OR is it more precise for this pen to suggest, contrary to the heading above, that our literature as the collected creative writing of our nation or group of people is at a crossroads or under siege by us, Zimbabwean people?A prominent, longtime scribe who preferred anonymity claimed this week that Zimbabwean literature was at a crossroads because the book value chain — under which writers submitted their creative artwork to publishers who worked with printers elsewhere and then had the books distributed to bookshops for sale to the public and to libraries — had now broken with the result that now many writers sold their literary works online, thanks to digitalisation which has become a modern norm in Zimbabwean as well as in other societies in the global village.
The author attributed this new development to some individuals whom he blamed for regarding any literary artistic criticism as being directly directed at them or their leaders instead of accepting that artform as critical in suggesting solutions to human frailties in our society, which book reviews in newspapers and other publications do for a better tomorrow for our nation as a whole.
Implied in the writer in point’s claim about the individuals, including some politicians is that the leaders in question regard themselves as being infallible and should therefore never be criticised in literary works for any shortcomings by them as way of correcting any failures by leaders whether those failures are unintentional.
But, of course, as anyone should know, only Jesus Christ, the son of God and His father our Creator are infallible, which therefore strongly suggests, in this writer’s own humble opinion, that the book value chain must be accorded by all sectors of our society all the support it requires and deserves as a broom that helps in getting rid of political riffraffs from every sector of our society.
The unnamed writer above in this discourse also said that if the broken book value chain remains unrepaired the future of book printers, bookshops and librarians risked becoming uncertain.
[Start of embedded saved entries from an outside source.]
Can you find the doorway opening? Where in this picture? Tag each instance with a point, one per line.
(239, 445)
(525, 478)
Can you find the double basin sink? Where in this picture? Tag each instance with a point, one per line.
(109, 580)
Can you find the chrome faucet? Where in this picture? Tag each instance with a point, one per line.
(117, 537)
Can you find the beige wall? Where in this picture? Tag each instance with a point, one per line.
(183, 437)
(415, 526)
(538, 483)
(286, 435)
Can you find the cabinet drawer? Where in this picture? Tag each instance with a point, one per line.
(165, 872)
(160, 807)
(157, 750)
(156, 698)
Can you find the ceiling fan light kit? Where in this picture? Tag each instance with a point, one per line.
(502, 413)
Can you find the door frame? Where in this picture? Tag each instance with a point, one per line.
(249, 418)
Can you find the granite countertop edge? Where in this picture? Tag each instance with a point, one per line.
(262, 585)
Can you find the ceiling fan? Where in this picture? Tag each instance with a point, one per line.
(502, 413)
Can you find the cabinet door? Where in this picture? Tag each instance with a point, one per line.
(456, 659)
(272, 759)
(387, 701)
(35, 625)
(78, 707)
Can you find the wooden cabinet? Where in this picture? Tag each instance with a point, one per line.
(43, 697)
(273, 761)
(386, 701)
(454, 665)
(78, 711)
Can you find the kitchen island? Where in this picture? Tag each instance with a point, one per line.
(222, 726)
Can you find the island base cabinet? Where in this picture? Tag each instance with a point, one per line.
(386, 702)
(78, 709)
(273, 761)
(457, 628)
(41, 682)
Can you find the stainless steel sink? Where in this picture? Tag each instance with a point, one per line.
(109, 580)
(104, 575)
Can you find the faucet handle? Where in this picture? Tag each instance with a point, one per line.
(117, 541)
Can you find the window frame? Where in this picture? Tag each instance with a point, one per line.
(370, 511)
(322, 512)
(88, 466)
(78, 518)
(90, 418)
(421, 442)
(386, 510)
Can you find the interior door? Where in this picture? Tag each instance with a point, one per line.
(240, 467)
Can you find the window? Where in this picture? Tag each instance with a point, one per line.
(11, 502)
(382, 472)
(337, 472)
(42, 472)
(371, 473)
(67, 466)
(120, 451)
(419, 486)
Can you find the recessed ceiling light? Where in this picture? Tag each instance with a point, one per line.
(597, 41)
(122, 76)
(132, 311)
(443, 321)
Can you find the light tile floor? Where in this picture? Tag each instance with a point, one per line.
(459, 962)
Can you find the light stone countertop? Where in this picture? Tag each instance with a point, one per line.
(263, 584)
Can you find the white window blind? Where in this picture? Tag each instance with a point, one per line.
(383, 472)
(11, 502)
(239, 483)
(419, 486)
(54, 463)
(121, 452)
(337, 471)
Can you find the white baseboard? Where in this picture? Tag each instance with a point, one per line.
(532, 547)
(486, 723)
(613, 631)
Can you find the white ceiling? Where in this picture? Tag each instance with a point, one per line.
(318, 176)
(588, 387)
Worse still, in this writer’s fears, literature intended to immortalise the armed revolution by gallant sons and daughters of the soil who retrieved our motherland from racist, oppressive colonial rule by those without knees might not see the light of dawn, or do so for only a short while as any reference to the shortcomings of colonial political rulers might be viewed by some leaders as also referring to their own shortcomings.
One leading Zanu-PF leader has said repeatedly that he had failed to find in local bookshops Creatures at the Top, a book by this writer published locally but on sale in many shops overseas.
A senior employee of the publishing house which put out the book did say however, that the company continued to work with bookshops and that sales of books online by authors was just complementary to the work of book publishers.
In conclusion, the above discourse no doubt leaves many Zimbabweans waiting for our Government’s clear way forward in nation building vis-à-vis the role of literature or collected creative writing by our own authors.